How to better grok the “curse of dimensionality”?

Question

I've sort of stumbled onto this topic organically and now I'm rather curious. In the context of building a recommendation system, I understand the concept of a high dimensional space made of vectors, and how cosine similarity is a way to derive similarity between vectors regardless of their magnitude.Naturally I was curious about using simple distance-based calculations instead, and I'm hearing about the curse of dimensionality. I think I sort of get it but only on a surface level, not very deeply.I'm also curious if it's possible to take any high dimensional space and somehow convert it into a weighted graph instead?
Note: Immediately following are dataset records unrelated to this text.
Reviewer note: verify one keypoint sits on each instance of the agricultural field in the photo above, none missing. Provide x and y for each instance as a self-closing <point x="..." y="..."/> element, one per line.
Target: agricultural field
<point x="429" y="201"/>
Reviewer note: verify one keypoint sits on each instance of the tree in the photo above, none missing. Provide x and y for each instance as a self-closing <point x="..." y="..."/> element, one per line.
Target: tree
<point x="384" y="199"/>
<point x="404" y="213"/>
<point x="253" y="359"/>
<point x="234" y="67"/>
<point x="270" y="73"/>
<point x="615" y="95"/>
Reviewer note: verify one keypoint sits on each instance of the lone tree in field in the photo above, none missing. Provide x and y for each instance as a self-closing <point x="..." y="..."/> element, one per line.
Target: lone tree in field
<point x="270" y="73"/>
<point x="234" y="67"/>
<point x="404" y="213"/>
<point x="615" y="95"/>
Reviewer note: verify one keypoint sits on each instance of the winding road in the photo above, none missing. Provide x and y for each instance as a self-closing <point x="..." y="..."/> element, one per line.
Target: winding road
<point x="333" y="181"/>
And if there are recommendation/similarity systems based on this approach instead, and basically how all of this works in general at a holistic level.I find 3Blue1Brown's videos (like https://www.youtube.com/watch?v=WUvTyaaNkzM) to be so good at explaining subject matter. Is there anything in this format that really helps illustrate all of this new material I'm referring to?

bjourne · Accepted Answer

Distances grows as dimensionality grows is the curse of dimensionality. Imagine you have a circle with unit radius inscribed in a square whose sides are 2. The circle's area is pi, so pi/2^2 = 79% of all points in the space [-1,-1]-[1,1] are less than unit distance away from origin. For a sphere inside a cube the fraction is (4*pi/3)/2^3 = 52%, for a hypersphere it is (pi^2/2)/2^4 = 31%, and so on. As the number of dimensions grows the fraction approaches zero. E.g. only 0.25% of all points are inside the 10-dimensional sphere. So the distance between two random points in a high-dimensional space is likely large. Thus, modelling documents as high-dimensional vectors breaks down because they will be distant from each other and therefore dissimilar even though they may be "similar" to a human.One way to get around this is to take the cosine of the angle between the documents' respective vectors. While this often works better than the Euclidean distance, it is also affected by the curse of dimensionality. Afaik, there is no good way to work around the curse of dimensionality and similarity metrics not using vector representations often work better in practice. For example, one can model documents as bag-of-words and divide the size of the intersection with the size of the union.

esalman · Answer

I first encountered this in my machine learning class in the context of solving ridge regression or SVM.
Simply put, when performing SVM you want to find a plane that minimizes the sum of its distance from coordinates belonging to two classes. The coordinates can be very high dimensional, which makes the minimization problem hard (primal formulation: $y = w^Tx + b$, w being the weights you need to estimate, which is equal to a very high dimension).
With help of the Lagrangian of the primal formulation, you can show that $x' ~ w^Tx + b ~ ayx^Tx + b$. So instead of having to estimate a very high number of w's, you can do away with only estimating the dot product x^Tx, which is limited by the number of inputs. This is the kernel trick you can use to avoid the curse of dimensionality.

abecedarius · Answer

Why don't you try explaining what it is you find puzzling, yourself? That's not clear to me from your questions.

nextworddev · Answer

As you add more criteria, it becomes harder to find the result you are looking for.